Get to it, Stuckey, this is Getting a Bit Lengthy
The Roman God Janus is the Italian deity of doorways and protector of the state in war-time. The doors of his temple were to remain open in times of war (the god was said then to be with the armies), and had been locked only twice during the history of the Republic. Under the rule of Augustus, the doors were closed for a third time. This time, though, the Republic would play host to the most important drama in its long history: the birth, adolescence, ministry and death of Christ. All history prior pales when next to this supreme historical moment when the seat of Caesar meets the root of Jesse.
As with the Roman history, here Dante skips over much of Jesus’ history, noting in the end that his death was avenged by another Caesar, Titus, who enacted “vengeance for the vengeance of the ancient sin.” Titus is considered by Dante the avenger of the Passion, for under his reign the Jewish Temple was destroyed (70ad). Orosius’s Roman Histories records the sentiment thusly, “Titus, who had been appointed by the decree of God to avenge the blood of the Lord Jesus Christ…closed the Temple of Janus…it was indeed right that the same honor should be paid to the avenging of the Lord’s Passion as had been bestowed upon His Nativity.”
Dante’s Canto, then, exposes the Divine foresight in appointing the Caesars such that a peace would befall Rome during the time of Jesus’ birth and ministry, and a vengeance would be enacted upon the Jews, who were (wrongly, I hasten to add) blamed for Jesus’ death.

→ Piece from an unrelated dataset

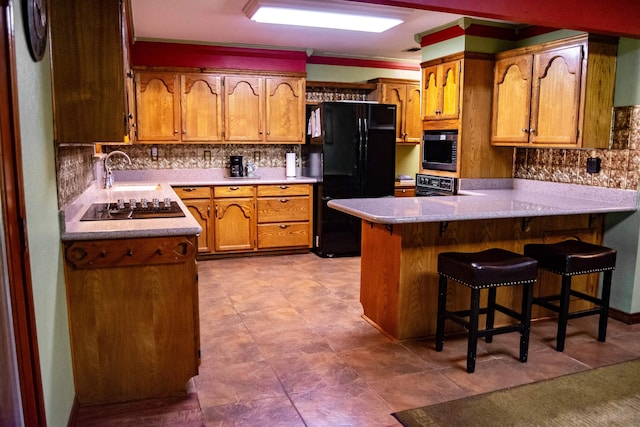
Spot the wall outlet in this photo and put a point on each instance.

Damnit, Leigh, You Still Haven’t Told Us Why they’re On Mercury
As I’ve noted, the Canto traces the history of the Roman empire to the birth of Christ. It seems to me that Justinian’s primary purpose in telling his story is establishing the means by which the pax was reached, thus setting the scene for The Extraordinary History. His secondary purpose, however, must be to answer Dante’s second question: how on earth did you get here?
After the (extraordinarily confusing) cautionary warning that is the history of the duel between the Guelphs, supporters of the Church, and the Ghibellines, supporters of the Empire, Justinian notes, “This little star is adorned with good spirits who have been active in order than honor and fame might come to them.” Mercury, the obscured planet, is occupied by those whose earthly good was motivated by earthly ambition.
Those around whom human history turned are obscured in their heavenly place. Truly, they have received their reward. In eternity the light of their sphere is obscured ever so slightly for, “when desires, thus deviating [from the True Light], tend thitherward, the rays of true love must needs mount upwards less living [or, with less life].”
Yet their joy is no less, for their voices add to the harmony of the spheres, rending the choir of the heavenly realm richer by its presence.
If You Don’t Get to the Point, Stuckey, I’m Giving YOU up for Lent
God is the God of history, of the crossing of the Rubicon and of our own rubicons. God is the God who, amidst the violences of the Empire, prepares the way for the Coming of Christ and who, amidst the chaos of the 21st century, prepares for the Coming-Again of Christ. God is the God of those who presently draw attention to themselves and those who, like Romeo the Pilgrim, prepare the kingdom without reward.
History is God’s.
*Under the leadership of his general, Belisarius, Justinian’s empire expanded into the Vandal territory in Africa and the Goth territory in Italy. He is best known, though, for transforming Roman law.